2) A Judaean chronographic source in which schema A was applied. Like its Israelite companion, this text too contained notes, but of a different character: (a) narratives on times of threat (for instance in the period of Hezekiah), (b) short notes on political coalitions, (c) short notes on coups d’état, and (d) short narratives on the temple in Jerusalem and its treasures. Therefore, she sees the Judaean chronography as temple related.
Both documents supposedly contained synchronisms. In a later – but still pre-exilic – period both chronologies were merged. This leads to a re-writing of the reports on twelve Israelite kings applying Schema C, which is a combination of the other two arrangements.
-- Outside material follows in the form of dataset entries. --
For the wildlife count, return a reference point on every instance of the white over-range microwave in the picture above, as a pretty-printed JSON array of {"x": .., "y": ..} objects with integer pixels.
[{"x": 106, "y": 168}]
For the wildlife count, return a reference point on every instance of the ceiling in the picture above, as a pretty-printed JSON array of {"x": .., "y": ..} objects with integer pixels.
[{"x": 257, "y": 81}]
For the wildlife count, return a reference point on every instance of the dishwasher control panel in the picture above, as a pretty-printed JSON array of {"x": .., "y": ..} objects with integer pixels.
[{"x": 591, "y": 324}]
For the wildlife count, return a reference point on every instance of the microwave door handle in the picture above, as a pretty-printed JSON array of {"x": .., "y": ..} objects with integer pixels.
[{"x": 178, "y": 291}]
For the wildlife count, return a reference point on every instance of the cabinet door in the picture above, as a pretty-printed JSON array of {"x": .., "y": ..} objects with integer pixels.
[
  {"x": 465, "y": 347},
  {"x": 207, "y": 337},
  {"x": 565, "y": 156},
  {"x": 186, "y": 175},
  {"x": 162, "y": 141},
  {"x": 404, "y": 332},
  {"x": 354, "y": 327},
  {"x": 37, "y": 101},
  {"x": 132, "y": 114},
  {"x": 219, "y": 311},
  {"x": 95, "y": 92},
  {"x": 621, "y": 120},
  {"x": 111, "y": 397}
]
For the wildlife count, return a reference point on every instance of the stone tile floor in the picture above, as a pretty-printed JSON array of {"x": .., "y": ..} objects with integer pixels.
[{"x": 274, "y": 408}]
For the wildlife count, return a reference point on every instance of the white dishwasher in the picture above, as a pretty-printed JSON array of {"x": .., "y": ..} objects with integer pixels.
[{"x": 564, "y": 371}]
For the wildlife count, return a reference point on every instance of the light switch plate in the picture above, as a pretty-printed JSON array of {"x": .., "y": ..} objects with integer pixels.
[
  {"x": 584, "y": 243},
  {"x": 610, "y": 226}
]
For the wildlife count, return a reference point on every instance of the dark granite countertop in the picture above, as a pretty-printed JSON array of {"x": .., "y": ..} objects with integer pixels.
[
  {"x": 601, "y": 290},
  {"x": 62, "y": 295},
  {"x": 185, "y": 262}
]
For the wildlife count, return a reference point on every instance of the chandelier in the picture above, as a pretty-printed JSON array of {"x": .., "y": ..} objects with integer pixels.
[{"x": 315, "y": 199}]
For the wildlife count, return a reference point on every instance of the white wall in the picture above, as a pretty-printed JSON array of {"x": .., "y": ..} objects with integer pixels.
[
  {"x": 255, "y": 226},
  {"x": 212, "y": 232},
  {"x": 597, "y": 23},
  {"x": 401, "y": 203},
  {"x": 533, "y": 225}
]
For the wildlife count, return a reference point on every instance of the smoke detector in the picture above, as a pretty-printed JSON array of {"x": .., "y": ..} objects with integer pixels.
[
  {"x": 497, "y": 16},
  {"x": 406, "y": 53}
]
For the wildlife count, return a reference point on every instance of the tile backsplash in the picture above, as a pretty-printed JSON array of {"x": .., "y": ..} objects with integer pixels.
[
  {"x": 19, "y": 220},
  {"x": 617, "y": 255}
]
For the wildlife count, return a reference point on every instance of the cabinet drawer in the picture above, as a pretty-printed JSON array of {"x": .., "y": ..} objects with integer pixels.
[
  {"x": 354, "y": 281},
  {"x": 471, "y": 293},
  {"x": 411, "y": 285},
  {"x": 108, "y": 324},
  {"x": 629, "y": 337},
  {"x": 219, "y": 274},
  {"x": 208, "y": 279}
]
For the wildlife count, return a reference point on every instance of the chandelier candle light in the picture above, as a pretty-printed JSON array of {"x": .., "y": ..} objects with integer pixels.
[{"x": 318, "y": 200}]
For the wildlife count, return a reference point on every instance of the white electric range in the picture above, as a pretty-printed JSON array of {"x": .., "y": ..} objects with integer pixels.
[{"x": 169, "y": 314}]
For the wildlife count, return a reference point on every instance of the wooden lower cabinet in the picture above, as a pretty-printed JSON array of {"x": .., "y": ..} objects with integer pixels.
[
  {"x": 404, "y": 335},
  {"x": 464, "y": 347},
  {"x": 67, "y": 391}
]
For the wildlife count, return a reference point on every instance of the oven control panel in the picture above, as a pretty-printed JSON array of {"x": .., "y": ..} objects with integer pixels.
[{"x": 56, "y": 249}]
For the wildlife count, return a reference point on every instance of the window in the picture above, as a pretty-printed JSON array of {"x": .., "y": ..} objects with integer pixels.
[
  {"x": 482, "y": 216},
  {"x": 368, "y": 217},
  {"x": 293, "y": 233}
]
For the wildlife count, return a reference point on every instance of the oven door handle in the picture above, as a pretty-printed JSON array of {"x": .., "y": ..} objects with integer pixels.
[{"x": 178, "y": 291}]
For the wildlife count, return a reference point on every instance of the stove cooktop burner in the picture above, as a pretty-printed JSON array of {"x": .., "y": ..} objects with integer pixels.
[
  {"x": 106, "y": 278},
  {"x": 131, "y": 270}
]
All these observations bring her to the conclusion that the number of the Hebrew kings are not to be construed merely as a literary construct form a later age.
W.’s next step is the most daring one and hence open to chal-lenge. She notes that the description of the reign of king Menachem (2 Kings 15:16–22) is a tipping point. After this description, schema B had been revised into in schema C and next to that up and until the reign of Menachem the reigns of the rulers of Israel are ante-dated and after him we find descriptions based on postdating. This drives her to the view that the Northern Chronography might go back to a document written in the reign of Menachem (around 740 BCE). In the present scholarly tendency in which greater parts of the Hebrew Bible are seen as documents from the Persian and Hellenistic ages without trustworthy roots into pre-exilic times. W.’s view is a welcome dissonant in the present choir of scholars. Her references to the West Semitic inscriptions from the eighth century BCE and earlier (Deir Allah; Tel Dan; Mesha Inscription; Khirbeth Qeiyafa ostracon, etc.) support the view that scribal activity in Judah and Israel started early in pre-exilic times.
Although I have questions on various minor points – for in­stance: I am not convinced that Jotam and Ahaz were the same person and I disagree on the character of the references to the source(s) ›the Book of the chronicles of the kings‹, I do appreciate this schol-arly and well-argued endeavor very much.